Authors throughout North America have identified firearms as important tools that acted to aid their users in more ways than not. Blake Brown argues that they were important for the protection of property, hunting, defense of cattle, and ensuring safety in rural communities particularly (2012). It was essential to every rural household to not only possess a firearm but to also keep stock of ammunition as valuable scarcity. In doing so, this reserved the use of firearms to specific and serious tasks that had the ability to affect the quality of life of the user. In many cases, Firearm’s prior to the 20th century often provided the ability of their users to live longer, happier lives.
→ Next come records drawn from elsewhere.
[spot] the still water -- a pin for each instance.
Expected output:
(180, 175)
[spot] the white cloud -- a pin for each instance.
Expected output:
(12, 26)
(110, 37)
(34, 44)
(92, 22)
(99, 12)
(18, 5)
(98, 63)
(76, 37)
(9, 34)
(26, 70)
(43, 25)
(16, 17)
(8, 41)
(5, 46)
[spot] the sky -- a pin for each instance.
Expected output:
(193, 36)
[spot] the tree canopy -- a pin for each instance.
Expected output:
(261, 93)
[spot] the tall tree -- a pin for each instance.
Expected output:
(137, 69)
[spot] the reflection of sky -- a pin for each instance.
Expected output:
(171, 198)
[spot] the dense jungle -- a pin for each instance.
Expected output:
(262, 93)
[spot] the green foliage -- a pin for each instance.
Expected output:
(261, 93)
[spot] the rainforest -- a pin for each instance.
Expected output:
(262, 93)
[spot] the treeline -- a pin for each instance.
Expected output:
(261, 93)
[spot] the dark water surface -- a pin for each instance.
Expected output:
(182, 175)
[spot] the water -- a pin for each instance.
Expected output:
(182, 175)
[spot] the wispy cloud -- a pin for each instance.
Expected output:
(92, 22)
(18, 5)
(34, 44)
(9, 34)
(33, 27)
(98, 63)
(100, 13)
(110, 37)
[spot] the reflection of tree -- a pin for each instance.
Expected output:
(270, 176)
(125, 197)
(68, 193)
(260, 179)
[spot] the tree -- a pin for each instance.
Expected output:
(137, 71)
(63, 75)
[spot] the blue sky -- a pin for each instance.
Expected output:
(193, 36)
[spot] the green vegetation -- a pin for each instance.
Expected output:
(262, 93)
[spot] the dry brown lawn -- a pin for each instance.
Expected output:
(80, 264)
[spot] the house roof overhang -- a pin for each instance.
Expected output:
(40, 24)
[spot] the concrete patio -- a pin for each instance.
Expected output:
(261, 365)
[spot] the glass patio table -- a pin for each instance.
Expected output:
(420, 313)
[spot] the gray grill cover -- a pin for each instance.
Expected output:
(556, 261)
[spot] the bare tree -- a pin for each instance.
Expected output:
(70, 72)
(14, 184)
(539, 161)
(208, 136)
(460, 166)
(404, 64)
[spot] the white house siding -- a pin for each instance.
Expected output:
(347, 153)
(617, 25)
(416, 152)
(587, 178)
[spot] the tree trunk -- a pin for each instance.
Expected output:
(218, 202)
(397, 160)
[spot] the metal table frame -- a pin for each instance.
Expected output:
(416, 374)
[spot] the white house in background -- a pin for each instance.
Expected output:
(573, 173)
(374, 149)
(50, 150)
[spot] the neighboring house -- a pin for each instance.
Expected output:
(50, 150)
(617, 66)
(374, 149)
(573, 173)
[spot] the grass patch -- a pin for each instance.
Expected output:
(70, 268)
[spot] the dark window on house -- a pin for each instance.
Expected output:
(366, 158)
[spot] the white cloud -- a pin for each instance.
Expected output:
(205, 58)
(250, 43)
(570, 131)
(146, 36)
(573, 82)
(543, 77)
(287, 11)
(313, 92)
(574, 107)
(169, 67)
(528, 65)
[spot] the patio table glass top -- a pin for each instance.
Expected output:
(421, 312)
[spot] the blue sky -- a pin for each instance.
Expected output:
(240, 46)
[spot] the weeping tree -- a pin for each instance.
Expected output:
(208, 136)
With the changing concept of firearms that came with material culture, also came the rise of the outdoorsman. Young men began sport hunting and sport shooting with the aid of literature from authors such as Frank Forester (also know as Herbert Williams) (1875). The outdoorsman and frontiersman began to become a became idols of the American youth, particularly in regards to rural white communities. Play was adapted on the frontier to promote the ability of children to grow into capable woodsman, and with it, they attained firearm knowledge through the idolization of figures such as David Crockett (Elliot 1988). Glenda Riley, notes the power of Annie Oakley as a female figure in creating the identity of the American Cowgirl (1995). The cowgirl being a strong identity in the realm of outdoorswomen, it held great power in pushing the young woman of the country to take part in the newly popularized shooting sports.v
Daniel Herman adds to this, tying hunting to values of American Exceptionalism which we instill, predominantly, in the white middle to upper-class children (2014). This carries with it troubling conditions of race, which Drew Swanson describes in his piece regarding hunting and fishing in the sounds as an act of leisure for white men, and labor for black. African-Americans primarily experience the outdoors as another form of control, especially in the south where white slave owners would leverage their land ownership as a way of controlling African-Americans (2010). Dorceta Tayler explains that in addition to this the conservation movement is scattered with racism and themes of historical conflict (2017).